Next morning was dry and, after taking down the tents, we returned to the Bradford Cottage.  As it turned out, there was plenty of room and we stayed there for the rest of the holiday.  After some debate, we decided to go down Alum Pot via Long Churn.  We were soon at the top of the Alum Pot Lane, getting changed and sorting tackle. Much later found us at what we thought was the right entrance, so off we set.  We followed a fine streamway down some short wet climbs to the head of a very deep wet pitch, where Chris found Andy desperately scratching for handholds, screaming "Diccan!, Diccan!" in a high-pitched voice. Retracing our steps for two hundred feet we found a short crawl that soon led us into Long Churn proper.  A large passage led down a short climb to the head of the first 45 foot pitch.  Laddering this gave access to a large pebble floored passage emerging into daylight on a ledge halfway down the main Alum Pot shaft.

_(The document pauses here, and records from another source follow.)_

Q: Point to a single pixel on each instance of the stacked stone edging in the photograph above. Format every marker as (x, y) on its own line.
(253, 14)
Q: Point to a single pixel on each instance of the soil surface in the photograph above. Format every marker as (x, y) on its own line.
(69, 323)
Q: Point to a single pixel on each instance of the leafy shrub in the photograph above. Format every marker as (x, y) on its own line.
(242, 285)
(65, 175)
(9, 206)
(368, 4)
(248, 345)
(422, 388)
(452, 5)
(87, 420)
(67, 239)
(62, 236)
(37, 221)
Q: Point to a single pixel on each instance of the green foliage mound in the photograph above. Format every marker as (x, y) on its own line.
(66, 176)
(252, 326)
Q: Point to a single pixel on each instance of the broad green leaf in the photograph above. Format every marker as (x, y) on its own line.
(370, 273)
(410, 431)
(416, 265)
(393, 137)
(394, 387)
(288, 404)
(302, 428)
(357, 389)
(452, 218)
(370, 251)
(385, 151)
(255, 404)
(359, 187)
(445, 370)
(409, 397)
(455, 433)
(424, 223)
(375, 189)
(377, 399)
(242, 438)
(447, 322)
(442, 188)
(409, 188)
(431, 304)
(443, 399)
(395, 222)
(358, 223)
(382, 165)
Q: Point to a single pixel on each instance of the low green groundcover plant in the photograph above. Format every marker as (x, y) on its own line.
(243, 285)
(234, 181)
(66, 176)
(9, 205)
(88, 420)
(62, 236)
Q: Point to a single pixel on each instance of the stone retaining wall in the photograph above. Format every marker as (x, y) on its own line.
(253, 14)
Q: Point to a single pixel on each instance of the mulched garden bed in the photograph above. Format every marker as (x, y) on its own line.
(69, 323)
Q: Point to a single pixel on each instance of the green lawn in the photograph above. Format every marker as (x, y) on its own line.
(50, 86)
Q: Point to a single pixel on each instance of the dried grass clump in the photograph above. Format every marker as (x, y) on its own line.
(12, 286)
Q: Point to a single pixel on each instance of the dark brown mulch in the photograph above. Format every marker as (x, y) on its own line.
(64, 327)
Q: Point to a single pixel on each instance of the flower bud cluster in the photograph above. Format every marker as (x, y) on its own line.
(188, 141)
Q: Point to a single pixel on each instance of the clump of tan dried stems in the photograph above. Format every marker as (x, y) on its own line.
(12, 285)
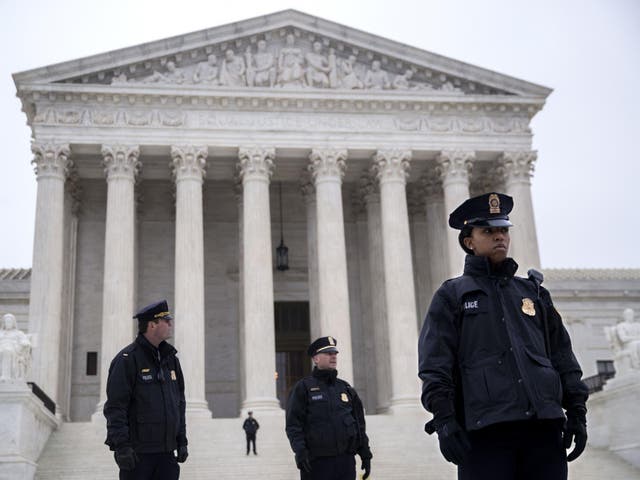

Descending another short ladder pitch brought us to the point where the huge flirt of the main shaft narrows, forming ledges on either side.  Following one of these brought us to the Bridge, a huge block jammed across the shaft at an angle of 45O.  Climbing down over the Bridge to the head of the next pitch provides one with a fine view of the shaft.  Twin waterfalls cascade at each end of the rift and shower down for over a hundred and fifty feet.  Descending the next pitch of 45 ft brought us to the bottom of the Main Shaft, where some short, wet climbs led to the head of the last pitch of 115 feet.

From the base of this pitch, the view up the Main Shaft is memorable and most spectacular.  Beneath the pitch, a brief section of streamway descends to where the 120 ft deluge from Diccan thunders down.  From here, the sump follows immediately, rather a sad end to an easy but very impressive trip.

Returning up the pitches, we followed Long Churn upstream and found a delightful half mile walk up a fine streamway.  So pleasant, in fact, that we ran up and down it three times.  That night found us in the Helwith Bridge supping Tetley's, where we met a strong contingent of Wessex notables.  For some strange reason, we then phoned the Belfry; so that we could insult people we had gone three hundred miles to get away from!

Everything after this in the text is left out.